For in tank springtail feeding, you won't have to worry about mites. Mites are in every viv anyway, whether you see them or not. So this is where I step away from my bakers yeast, and go with fruits, veggies, and mushrooms. Grab those last 2 slimy mushrooms from the crisper, and tuck them under your leaf litter. Tuck a chunk of squash, a grape, or a banana slice in the leaf litter.
In tank feeding is NOT necessary, but it will push the population up for between meal snacks. Remember, a thriving springtail population is great, but it does NOT substitute for well dusted flies. You've still got to get vitamins and calcium to your frogs.

As far as where they came from, it's most likely that they came in on a plant. Other possibilities could include hitchhiking on substrate, leaf litter, wood, or mosses. There are different species of springtails everywhere. They are in your yard, your garden, and in any compost piles. I've seen photos of active springtails in the snow! As I understand it, no matter where you live on the planet, there are springtails to be found.


----------



## Heartagramtc (Jul 24, 2011)

Thank you for the info and replies! However I have no frogs in this tank do I have to worry about over population?


----------



## Pumilo (Sep 4, 2010)

Ok, don't feed them then, and don't worry. They eat molds. Your tank grows molds as woods, leaf litter, and fallen leaves decompose. Your springtail culture will grow to meet the available food, then level out and eventually find a balance, nicely keeping any molds in check.


----------



## rigel10 (Jun 1, 2012)

I have noticed in my springtails cultures that mites are attracted to fresh potato peelings: a few springtails on the peelings, but many mites.


----------



## Pumilo (Sep 4, 2010)

rigel10 said:


> I have noticed in my springtails cultures that mites are attracted to fresh potato peelings: a few springtails on the peelings, but many mites.

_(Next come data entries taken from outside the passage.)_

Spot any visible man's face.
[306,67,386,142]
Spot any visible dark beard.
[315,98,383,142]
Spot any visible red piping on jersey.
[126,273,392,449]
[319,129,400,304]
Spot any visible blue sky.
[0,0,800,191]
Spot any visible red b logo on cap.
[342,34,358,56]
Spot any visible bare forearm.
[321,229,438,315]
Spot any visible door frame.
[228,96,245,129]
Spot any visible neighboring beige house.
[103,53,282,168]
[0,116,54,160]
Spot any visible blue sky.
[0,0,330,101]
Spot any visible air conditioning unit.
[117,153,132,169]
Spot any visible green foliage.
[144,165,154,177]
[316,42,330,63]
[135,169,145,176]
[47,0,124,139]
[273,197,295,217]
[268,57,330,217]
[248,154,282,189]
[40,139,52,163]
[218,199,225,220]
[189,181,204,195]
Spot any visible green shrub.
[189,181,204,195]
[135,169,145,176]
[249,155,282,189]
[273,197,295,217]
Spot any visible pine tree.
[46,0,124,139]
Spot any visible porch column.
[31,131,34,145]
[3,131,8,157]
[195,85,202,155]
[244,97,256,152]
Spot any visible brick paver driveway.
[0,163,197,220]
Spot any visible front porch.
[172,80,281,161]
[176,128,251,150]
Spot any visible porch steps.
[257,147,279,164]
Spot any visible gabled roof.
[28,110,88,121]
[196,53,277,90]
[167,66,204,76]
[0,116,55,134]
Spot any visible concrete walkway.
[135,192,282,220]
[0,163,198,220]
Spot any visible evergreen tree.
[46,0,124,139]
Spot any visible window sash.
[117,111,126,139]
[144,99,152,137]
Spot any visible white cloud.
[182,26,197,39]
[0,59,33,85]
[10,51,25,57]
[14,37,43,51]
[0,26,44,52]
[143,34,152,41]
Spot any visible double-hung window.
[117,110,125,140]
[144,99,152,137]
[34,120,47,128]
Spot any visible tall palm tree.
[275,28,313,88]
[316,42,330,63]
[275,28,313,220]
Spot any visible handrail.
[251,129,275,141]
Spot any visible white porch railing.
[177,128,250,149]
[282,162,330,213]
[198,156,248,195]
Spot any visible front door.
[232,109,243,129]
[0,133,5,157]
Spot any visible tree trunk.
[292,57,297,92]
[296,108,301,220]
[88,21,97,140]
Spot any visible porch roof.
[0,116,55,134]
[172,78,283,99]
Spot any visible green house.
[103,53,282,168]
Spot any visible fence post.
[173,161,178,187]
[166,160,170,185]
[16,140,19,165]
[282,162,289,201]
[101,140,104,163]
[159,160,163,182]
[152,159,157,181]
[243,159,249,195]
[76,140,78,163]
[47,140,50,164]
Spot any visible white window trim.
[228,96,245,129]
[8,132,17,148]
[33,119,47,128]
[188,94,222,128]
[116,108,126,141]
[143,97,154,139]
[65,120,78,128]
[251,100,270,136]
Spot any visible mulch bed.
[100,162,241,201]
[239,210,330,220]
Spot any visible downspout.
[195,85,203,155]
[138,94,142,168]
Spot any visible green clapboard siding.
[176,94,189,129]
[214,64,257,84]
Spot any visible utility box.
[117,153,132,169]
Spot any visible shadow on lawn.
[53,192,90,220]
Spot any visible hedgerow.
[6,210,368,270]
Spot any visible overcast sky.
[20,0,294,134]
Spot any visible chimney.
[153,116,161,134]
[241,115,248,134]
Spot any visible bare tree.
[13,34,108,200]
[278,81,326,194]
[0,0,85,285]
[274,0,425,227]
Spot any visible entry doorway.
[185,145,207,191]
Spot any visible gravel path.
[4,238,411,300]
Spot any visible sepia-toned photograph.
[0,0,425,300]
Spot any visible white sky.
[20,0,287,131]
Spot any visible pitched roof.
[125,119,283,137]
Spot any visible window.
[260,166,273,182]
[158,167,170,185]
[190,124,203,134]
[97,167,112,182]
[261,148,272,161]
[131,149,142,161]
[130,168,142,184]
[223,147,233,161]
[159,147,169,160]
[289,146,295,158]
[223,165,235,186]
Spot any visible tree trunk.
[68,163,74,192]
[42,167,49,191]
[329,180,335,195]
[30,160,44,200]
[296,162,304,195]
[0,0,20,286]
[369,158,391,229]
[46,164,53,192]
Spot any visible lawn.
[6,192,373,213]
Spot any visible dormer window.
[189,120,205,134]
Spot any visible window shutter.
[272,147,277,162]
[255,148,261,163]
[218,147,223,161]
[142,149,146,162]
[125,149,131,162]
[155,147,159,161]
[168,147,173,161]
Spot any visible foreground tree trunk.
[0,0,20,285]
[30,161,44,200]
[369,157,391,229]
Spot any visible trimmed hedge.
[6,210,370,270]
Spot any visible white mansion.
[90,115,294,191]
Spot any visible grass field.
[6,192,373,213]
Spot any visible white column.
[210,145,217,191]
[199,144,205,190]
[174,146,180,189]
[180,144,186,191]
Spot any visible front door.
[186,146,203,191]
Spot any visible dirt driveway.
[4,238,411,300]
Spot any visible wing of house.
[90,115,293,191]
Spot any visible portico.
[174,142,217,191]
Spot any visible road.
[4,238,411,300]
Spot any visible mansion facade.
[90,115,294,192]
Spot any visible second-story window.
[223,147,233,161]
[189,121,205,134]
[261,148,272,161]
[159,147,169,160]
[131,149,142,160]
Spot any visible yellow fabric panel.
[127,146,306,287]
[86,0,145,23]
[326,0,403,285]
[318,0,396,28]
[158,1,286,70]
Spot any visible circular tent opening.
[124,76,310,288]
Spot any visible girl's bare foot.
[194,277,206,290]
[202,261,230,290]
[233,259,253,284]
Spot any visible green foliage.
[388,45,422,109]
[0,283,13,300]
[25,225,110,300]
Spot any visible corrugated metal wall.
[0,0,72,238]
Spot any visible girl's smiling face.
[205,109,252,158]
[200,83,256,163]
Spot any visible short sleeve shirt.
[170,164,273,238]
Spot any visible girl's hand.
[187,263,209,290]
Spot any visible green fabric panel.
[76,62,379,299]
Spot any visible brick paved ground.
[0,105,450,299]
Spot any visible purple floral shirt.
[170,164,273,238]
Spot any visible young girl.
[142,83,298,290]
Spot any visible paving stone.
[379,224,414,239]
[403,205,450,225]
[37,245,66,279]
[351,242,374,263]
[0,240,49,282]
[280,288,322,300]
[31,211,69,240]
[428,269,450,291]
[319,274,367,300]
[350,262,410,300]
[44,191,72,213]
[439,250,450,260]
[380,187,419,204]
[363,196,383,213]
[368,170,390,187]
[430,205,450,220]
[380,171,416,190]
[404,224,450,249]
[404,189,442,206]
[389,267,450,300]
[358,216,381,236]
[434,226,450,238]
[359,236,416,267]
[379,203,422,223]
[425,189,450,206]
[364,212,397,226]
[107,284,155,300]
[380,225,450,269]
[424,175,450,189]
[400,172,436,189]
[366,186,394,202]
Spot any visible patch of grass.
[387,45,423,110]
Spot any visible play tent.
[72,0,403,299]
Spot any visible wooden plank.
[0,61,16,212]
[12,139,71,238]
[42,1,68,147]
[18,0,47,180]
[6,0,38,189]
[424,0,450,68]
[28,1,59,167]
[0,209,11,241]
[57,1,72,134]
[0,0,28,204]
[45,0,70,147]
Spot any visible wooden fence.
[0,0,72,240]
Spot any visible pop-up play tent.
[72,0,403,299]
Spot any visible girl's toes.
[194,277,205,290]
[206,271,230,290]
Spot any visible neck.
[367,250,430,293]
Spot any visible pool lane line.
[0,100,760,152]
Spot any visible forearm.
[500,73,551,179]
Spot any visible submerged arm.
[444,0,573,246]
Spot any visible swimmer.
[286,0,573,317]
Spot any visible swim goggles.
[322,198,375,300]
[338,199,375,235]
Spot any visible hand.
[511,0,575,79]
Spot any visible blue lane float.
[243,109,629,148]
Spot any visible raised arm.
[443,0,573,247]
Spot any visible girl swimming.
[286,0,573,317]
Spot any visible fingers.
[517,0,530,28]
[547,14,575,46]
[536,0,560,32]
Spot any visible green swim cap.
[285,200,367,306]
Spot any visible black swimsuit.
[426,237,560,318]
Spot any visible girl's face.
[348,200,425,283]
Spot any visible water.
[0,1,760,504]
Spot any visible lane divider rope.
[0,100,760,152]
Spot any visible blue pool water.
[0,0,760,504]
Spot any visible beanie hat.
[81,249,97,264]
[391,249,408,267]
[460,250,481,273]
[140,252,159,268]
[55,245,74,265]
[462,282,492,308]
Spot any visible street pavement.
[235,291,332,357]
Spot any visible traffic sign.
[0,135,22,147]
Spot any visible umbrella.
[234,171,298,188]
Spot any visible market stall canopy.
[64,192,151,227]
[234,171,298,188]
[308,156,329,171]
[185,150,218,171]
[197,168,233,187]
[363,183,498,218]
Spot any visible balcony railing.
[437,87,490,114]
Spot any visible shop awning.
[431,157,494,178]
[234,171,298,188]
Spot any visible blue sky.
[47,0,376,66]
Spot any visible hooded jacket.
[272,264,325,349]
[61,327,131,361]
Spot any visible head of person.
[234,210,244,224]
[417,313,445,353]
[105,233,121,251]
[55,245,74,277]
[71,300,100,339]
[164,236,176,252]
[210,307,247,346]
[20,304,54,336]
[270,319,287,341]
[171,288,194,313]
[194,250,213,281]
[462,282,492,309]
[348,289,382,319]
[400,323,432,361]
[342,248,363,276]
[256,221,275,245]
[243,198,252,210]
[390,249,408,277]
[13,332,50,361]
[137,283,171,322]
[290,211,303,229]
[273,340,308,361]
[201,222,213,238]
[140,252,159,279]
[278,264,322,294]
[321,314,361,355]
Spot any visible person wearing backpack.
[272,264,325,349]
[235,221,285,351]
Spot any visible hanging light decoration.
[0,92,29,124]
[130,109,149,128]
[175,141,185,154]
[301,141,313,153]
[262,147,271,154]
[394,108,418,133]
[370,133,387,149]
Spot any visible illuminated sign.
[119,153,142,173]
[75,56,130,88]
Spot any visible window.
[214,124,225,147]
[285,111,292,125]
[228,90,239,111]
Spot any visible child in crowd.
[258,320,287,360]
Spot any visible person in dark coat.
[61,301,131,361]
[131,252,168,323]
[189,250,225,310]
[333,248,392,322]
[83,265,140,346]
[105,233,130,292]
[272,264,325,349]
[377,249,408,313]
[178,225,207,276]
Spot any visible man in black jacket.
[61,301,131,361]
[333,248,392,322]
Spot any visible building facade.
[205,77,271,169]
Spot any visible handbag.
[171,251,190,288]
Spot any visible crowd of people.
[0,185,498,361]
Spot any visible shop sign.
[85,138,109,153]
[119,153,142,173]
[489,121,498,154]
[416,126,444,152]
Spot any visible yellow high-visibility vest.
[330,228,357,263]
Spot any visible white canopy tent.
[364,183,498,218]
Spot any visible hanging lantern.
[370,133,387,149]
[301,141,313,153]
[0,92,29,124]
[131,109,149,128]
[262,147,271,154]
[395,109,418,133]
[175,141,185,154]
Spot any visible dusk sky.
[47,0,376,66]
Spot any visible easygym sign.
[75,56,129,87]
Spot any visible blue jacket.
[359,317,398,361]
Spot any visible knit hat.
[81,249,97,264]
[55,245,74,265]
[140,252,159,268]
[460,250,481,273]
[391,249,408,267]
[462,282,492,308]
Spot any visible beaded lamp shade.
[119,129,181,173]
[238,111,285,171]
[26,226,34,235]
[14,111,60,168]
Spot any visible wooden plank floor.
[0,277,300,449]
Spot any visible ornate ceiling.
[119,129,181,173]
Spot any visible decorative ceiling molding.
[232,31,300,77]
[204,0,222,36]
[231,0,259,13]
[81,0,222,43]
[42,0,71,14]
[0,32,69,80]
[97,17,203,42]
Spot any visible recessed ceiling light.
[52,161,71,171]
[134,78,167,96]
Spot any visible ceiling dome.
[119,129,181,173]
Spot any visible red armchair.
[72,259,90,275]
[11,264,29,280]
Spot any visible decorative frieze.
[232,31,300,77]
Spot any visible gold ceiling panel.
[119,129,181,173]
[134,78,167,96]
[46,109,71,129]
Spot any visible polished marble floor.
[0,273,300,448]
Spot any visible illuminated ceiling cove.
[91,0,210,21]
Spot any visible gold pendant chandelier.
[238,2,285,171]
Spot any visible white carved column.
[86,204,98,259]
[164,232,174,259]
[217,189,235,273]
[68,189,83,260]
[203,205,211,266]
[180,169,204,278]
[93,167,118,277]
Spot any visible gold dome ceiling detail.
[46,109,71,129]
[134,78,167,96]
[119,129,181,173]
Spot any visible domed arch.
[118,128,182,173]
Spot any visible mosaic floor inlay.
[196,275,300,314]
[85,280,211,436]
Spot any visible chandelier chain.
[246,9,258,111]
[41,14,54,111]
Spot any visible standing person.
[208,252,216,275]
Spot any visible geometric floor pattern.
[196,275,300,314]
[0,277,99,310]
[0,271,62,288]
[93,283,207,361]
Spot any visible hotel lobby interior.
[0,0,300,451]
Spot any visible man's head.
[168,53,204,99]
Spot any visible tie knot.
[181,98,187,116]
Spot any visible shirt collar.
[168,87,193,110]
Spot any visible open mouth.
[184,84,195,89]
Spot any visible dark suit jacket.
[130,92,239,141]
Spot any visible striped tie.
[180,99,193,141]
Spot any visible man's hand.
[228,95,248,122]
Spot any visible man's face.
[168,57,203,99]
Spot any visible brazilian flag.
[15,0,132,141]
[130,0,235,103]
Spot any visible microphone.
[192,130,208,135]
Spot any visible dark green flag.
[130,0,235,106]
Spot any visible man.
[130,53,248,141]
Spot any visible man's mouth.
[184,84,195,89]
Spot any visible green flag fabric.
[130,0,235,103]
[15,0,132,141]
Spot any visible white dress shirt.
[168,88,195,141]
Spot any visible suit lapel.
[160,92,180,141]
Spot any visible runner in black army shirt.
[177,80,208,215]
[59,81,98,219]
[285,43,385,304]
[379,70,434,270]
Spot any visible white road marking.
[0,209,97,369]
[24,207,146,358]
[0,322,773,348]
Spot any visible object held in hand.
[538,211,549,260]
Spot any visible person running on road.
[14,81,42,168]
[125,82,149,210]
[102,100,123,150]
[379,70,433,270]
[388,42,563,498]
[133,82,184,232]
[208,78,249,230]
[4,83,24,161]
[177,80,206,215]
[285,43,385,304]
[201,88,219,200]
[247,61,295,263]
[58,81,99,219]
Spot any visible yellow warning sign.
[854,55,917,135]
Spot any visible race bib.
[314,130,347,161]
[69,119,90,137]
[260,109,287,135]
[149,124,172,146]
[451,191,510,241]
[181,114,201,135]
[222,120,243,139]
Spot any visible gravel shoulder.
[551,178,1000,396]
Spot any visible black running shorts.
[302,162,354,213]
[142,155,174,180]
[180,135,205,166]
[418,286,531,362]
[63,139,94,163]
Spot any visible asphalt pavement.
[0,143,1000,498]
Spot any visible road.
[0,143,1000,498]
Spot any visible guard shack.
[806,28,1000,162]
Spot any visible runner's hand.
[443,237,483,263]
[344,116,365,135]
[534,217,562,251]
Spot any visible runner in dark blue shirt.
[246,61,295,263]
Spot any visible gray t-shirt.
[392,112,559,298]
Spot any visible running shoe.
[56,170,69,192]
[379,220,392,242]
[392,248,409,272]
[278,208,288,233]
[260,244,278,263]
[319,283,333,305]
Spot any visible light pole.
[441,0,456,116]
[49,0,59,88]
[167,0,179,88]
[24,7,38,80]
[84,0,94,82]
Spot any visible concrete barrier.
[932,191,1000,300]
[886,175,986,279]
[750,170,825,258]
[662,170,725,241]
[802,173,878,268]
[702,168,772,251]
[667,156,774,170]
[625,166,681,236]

Springtails can't eat potato peelings until they begin to mold, or until they rot to the point of liquefaction. I don't believe that grain mites or detritus mites have to wait until liquefaction, and can begin eating the fresh peelings right away. This is probably why you see mites on them, but no springtails. The springtails don't register it as food yet.
Another possibility might be mites coming in with the potato skins, but I'm leaning toward the first option.


----------